Sedikitnya delapan orang pegawai diduga telah mengkonsumsi barang haram atau narkoba. Hasil tersebut adalah hasil sementara yang disampaikan salah seorang tim yang tergabung dalam tes urine dikantor Bupati, Senin 6 Februari 2017.
“Kalau garisnya satu, itu artinya urinenya positif, sementara kalau dua negatif. Untuk sementara ada delapan urine yang diduga positif.
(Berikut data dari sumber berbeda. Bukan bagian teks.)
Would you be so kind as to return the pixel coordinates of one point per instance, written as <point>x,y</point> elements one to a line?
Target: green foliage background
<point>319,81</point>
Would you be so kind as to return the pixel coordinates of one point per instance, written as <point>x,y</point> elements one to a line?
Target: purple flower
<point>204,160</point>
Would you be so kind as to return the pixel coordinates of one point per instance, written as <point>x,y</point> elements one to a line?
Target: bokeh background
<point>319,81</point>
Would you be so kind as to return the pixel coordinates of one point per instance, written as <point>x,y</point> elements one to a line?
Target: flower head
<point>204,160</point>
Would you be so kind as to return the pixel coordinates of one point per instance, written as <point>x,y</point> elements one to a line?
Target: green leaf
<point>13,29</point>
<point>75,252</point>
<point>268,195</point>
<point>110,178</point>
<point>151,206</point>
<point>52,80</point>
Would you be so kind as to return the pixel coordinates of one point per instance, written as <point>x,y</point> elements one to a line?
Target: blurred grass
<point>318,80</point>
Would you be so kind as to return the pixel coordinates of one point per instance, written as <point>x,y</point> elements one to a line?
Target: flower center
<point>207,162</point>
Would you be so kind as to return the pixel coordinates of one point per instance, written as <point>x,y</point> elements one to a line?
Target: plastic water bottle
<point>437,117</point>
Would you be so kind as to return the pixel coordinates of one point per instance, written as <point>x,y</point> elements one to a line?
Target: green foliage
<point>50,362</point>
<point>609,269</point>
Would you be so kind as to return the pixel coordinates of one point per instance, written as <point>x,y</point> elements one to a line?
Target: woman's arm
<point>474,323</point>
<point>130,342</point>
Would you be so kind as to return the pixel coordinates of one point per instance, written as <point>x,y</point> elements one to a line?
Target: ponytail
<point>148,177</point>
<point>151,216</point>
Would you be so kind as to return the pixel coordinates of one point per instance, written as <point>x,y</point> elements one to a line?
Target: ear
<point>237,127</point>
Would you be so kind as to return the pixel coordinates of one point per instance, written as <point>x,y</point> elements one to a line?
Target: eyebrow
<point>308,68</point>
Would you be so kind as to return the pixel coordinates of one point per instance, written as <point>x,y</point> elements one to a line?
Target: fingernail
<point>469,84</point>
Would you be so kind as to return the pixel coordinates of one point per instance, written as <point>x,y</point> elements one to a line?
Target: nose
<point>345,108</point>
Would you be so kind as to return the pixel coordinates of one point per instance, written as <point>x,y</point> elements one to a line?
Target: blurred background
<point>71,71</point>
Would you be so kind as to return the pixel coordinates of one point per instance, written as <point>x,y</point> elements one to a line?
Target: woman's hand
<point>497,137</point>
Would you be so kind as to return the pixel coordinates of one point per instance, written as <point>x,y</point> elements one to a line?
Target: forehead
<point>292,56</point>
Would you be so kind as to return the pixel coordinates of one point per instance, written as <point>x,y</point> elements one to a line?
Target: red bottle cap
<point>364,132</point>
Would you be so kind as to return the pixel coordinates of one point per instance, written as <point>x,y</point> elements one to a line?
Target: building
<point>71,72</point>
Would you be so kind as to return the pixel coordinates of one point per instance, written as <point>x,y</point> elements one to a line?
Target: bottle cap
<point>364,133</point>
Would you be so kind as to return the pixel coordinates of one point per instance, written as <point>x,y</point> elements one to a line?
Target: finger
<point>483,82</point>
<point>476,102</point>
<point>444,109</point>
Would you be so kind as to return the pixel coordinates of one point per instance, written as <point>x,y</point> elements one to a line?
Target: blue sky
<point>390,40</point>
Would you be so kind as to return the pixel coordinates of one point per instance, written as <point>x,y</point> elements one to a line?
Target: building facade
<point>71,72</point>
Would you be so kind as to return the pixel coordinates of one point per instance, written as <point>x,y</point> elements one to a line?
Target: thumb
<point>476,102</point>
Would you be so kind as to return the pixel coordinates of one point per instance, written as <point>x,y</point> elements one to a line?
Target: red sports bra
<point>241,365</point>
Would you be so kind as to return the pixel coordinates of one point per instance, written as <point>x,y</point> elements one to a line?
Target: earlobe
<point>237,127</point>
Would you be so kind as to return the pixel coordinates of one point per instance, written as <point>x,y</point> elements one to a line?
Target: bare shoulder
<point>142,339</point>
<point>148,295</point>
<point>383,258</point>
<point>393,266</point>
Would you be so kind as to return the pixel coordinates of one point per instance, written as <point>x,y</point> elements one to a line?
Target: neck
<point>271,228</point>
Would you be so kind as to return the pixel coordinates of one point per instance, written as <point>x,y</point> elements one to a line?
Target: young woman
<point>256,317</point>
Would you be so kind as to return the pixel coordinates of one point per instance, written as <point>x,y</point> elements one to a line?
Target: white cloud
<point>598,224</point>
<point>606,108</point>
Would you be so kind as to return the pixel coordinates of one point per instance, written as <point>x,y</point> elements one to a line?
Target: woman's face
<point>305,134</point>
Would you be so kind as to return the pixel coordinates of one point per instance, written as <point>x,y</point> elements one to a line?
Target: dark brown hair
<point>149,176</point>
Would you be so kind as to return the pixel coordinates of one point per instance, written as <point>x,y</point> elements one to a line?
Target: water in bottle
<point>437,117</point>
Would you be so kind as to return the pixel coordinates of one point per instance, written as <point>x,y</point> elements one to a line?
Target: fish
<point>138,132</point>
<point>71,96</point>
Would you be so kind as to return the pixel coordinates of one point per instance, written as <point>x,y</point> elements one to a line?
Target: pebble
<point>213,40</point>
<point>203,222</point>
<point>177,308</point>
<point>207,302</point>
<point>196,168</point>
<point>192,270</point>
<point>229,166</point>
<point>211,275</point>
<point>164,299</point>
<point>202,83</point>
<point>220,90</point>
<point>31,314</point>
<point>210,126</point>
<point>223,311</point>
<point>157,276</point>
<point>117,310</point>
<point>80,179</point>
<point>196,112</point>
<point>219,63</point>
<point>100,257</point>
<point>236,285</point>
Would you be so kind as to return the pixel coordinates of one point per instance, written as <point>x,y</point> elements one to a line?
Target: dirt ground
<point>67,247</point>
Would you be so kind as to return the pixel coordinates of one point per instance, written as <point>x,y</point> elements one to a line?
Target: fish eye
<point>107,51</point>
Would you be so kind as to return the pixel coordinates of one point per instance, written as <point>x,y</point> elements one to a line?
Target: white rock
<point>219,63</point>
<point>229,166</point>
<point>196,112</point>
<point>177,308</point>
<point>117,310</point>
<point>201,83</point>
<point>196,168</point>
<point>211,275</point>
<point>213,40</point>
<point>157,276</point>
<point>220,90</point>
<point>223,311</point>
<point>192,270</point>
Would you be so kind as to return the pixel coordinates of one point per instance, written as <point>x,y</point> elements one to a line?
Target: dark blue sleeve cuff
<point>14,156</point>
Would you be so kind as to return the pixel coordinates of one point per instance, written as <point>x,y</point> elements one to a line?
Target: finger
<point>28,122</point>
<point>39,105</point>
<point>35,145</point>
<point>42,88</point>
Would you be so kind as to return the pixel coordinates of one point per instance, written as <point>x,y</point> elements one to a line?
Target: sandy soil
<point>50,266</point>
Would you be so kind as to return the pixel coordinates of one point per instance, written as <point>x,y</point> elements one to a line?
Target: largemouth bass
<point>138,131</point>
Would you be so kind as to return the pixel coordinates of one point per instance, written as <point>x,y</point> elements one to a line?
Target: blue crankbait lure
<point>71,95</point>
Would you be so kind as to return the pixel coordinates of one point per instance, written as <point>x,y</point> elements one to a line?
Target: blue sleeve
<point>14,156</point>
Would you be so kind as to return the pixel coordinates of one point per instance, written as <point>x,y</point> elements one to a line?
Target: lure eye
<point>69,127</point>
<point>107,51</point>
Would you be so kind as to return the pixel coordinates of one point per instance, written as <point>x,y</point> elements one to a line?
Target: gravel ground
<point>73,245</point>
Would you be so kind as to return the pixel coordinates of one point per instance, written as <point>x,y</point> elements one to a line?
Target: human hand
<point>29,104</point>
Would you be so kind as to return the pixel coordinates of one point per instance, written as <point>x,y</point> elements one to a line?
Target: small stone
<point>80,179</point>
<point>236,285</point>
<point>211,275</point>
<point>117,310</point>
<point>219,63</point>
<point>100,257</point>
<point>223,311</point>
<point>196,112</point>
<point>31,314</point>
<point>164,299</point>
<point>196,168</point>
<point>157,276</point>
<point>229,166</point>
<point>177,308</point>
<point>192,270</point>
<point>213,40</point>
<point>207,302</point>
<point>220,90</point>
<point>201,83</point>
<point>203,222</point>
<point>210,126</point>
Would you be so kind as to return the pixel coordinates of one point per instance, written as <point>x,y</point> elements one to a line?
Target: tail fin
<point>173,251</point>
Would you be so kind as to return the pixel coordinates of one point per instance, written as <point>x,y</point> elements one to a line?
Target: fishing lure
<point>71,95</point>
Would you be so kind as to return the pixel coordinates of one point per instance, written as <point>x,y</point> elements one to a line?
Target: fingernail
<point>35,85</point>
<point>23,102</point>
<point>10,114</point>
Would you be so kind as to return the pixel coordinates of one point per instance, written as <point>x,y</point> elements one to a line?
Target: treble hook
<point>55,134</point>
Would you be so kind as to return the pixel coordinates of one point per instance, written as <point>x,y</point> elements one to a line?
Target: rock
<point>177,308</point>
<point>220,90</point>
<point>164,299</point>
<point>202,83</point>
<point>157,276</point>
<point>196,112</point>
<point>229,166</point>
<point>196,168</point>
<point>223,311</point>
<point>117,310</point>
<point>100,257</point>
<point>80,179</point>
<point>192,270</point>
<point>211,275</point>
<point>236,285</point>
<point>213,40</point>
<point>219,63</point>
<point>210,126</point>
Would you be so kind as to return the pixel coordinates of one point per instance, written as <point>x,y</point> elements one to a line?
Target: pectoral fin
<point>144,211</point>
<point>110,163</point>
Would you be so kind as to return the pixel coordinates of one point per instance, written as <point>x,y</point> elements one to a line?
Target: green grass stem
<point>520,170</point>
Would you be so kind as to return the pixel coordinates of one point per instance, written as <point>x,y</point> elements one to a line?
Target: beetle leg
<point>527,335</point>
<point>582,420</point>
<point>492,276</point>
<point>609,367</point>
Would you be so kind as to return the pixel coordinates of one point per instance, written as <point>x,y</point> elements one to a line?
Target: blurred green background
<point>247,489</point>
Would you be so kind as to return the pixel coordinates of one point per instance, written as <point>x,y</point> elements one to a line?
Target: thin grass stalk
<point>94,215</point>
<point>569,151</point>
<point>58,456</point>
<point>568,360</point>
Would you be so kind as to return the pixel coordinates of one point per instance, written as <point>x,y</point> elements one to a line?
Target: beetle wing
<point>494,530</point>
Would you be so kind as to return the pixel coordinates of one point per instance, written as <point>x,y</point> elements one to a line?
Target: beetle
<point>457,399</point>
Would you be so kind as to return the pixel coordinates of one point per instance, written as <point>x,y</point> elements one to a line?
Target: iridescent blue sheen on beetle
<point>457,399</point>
Tetapi apakah dia telah mengkonsumsi Narkoba atau ada obat lainnya,” ungkapnya.
Hasil tes urine yang diduga positif tersebut juga disaksikan langsung oleh Wakil Bupati (wabup) Luwu Timur, Irwan Bachri Syam diruang bagian Hubungan Masyarakat dan Protokol sekertariat Daerah Luwu Timur.
Sementara itu, Koordinator medis tes urine, Safaruddin mengatakan, tes urine yang digunakan untuk mendeteksi pengguna narkoba atau obat obatan lainnya adalah tes multidrug.
“Alat tes multidrug ini memiliki enam jenis parameter yang masing – masing bekerja untuk mendeteksi jenis obat yang telah dikonsumsi,” ungkap Safaruddin yang ditemui disela – sela tes urine.
Untuk diketahui, sebanyak 1.000 orang peserta yang berasal dari Pegawai Negeri Sipil (PNS), Honorer dan tenaga upah jasa di kabupaten Luwu Timur saat ini menjalani tes urine. Jumlah tersebut telah melebihi target dari BNK yakni 500 orang peserta saja.